If you don’t have package.json, it will complain about that, but the installation will still go fine.

Other than that - this is it, there will be nothing else. So you need to set-up your C++ project manually: where to find headers and where to find library.

Possible issues

At some point we started packing debug binaries too, and that considerably increased the packages size. As a result, npm publish started to fail with different kinds of errors.

npm - JavaScript heap out of memory

FATAL ERROR: CALL_AND_RETRY_LAST Allocation failed - JavaScript heap out of memory
 1: node::DecodeWrite
 2: node_module_register
 3: v8::internal::FatalProcessOutOfMemory
 4: v8::internal::FatalProcessOutOfMemory
 5: v8::internal::Heap::MaxHeapGrowingFactor
 6: v8::internal::Factory::NewRawTwoByteString
 7: v8::internal::Smi::SmiPrint
 8: unibrow::Utf8DecoderBase::WriteUtf16Slow
 9: v8::String::WriteUtf8
10: std::basic_ostream<char,std::char_traits<char> >::basic_ostream<char,std::char_traits<char> >
11: std::basic_ostream<char,std::char_traits<char> >::basic_ostream<char,std::char_traits<char> >
12: std::vector<v8::CpuProfileDeoptFrame,std::allocator<v8::CpuProfileDeoptFrame> >::vector<v8::CpuProfileDeoptFrame,std::allocator<v8::CpuProfileDeoptFrame> >
13: v8::internal::interpreter::BytecodeDecoder::Decode
14: v8::internal::RegExpImpl::Exec
15: v8::internal::RegExpImpl::Exec
16: v8::internal::RegExpImpl::Exec
17: SOME-VALUE
Process exited with code 134

Internet is full of advices about passing --max_old_space_size, and also --max-old-space-size (yes, look closely, that’s a d_i-f-f_e-r_e_n-t option) to increase the memory limit for Node. There is also a special package that does it for you! I fucking lold.

There were also advices with a whole bunch of other options like --optimize-for-size, --max-executable-size, --prod and others (also with - and _ variations), but none of those helped.

Then I noticed tnat we have Node 10.x installed, so I just updated to Node 12.x, and the problem got resolved. This fucking Node, mein gott. People are actually using it in production?

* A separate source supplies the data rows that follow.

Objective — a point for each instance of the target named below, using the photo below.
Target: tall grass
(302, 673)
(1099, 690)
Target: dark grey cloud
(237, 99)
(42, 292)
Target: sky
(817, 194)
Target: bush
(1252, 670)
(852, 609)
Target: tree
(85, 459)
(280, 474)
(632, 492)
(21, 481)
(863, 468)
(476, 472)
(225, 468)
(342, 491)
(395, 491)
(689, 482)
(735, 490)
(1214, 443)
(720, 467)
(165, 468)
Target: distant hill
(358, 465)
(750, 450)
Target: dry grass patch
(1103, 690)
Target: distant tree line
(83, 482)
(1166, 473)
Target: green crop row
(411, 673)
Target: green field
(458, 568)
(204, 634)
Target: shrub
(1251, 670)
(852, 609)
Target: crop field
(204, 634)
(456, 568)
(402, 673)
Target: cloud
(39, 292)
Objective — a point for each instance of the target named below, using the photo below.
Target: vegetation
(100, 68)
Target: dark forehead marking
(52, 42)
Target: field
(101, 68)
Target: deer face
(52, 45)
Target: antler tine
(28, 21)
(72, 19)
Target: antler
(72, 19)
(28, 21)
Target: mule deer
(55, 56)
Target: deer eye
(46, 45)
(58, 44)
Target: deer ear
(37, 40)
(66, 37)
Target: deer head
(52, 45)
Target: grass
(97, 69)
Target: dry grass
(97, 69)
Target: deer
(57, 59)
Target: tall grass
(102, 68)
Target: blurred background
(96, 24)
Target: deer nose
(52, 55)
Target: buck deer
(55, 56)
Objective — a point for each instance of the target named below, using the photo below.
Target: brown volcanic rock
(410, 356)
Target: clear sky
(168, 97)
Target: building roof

npm - The request must contain a body

Having resolved the out-of-memory issue, we got the next error:

npm ERR! code E400
npm ERR! 400 Bad Request - The request must contain a body when publishing or updating a package (DevOps Activity ID: ACTIVITY-ID) - PUT https://pkgs.dev.azure.com/YOUR-ORGANIZATION/SOME-ID/_packaging/YOUR-PROJECT/npm/registry/@YOUR-NAME%2fPACKAGE-NAME - BadRequest
Process exited with code 1

Not very descriptive, is it? But since absolutely the same configuration was working fine before, it was clear that the only difference is the package size, so that had to be the reason. And indeed, turns out Microsoft has a limitation of 500 MB per package, which we exceeded by staring packing debug binaries too.

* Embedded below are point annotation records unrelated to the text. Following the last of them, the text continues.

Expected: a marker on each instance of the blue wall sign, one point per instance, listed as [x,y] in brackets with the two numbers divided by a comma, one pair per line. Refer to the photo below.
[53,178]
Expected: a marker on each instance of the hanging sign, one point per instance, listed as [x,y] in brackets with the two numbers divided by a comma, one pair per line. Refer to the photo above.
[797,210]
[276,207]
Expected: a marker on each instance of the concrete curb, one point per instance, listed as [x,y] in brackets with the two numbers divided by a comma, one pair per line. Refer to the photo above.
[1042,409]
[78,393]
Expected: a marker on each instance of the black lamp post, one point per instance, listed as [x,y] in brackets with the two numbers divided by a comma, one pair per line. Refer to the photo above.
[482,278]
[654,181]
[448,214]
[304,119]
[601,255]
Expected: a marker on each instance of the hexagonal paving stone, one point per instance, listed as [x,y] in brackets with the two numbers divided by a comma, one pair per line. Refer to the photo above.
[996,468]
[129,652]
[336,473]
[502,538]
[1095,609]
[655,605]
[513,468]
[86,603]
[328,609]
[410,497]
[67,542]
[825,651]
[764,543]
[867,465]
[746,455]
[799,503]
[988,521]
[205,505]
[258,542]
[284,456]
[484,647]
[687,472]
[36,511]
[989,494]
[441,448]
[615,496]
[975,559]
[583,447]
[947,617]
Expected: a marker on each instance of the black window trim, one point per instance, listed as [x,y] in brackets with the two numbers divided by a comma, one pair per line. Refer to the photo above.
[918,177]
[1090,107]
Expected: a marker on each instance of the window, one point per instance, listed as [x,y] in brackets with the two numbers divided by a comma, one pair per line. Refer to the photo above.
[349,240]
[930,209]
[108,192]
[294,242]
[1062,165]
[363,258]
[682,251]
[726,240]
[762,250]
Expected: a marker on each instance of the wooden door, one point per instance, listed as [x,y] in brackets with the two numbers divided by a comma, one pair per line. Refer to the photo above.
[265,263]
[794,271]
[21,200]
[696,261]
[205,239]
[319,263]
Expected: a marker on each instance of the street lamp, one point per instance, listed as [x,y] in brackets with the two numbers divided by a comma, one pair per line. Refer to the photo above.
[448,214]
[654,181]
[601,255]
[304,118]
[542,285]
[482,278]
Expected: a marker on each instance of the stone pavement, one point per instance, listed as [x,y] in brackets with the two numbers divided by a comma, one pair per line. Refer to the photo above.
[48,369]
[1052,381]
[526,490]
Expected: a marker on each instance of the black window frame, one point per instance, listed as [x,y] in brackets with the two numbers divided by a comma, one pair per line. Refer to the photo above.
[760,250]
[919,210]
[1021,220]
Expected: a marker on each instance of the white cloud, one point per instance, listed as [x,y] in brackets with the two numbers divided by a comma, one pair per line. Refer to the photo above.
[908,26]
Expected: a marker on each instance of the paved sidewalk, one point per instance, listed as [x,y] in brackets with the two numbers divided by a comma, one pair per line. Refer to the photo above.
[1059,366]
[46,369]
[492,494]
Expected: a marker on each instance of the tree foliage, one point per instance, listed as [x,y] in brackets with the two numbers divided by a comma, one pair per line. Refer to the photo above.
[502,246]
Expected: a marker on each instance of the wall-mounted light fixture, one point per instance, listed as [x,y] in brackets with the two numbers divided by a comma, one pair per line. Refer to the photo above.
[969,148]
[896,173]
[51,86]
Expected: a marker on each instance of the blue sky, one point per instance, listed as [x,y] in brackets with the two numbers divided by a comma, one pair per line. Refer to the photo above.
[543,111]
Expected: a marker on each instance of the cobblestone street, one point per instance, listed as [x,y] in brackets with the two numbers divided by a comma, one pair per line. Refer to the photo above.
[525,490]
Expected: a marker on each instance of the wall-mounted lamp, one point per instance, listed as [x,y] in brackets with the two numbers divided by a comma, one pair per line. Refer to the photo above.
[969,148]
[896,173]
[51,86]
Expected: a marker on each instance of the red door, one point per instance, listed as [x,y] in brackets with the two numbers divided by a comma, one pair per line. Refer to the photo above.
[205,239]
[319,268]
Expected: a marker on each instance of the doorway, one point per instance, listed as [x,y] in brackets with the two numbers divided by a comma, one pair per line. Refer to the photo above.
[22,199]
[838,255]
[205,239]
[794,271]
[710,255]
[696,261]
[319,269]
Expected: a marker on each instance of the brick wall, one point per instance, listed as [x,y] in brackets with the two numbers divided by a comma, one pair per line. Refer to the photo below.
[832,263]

So we reverted back to release binaries only, but if our users will demand us to ship debug builds too, then I guess unfortunately we’ll have to migrate from Azure DevOps Artifacts to a self-hosted npm registry (and deal with authorization and other things, which we have in Azure out-of-the-box).

Resulting feed

Here’s what we have now in our Azure DevOps feed:

Azure DevOps, published packages

So it’s both NuGet and npm packages in one place.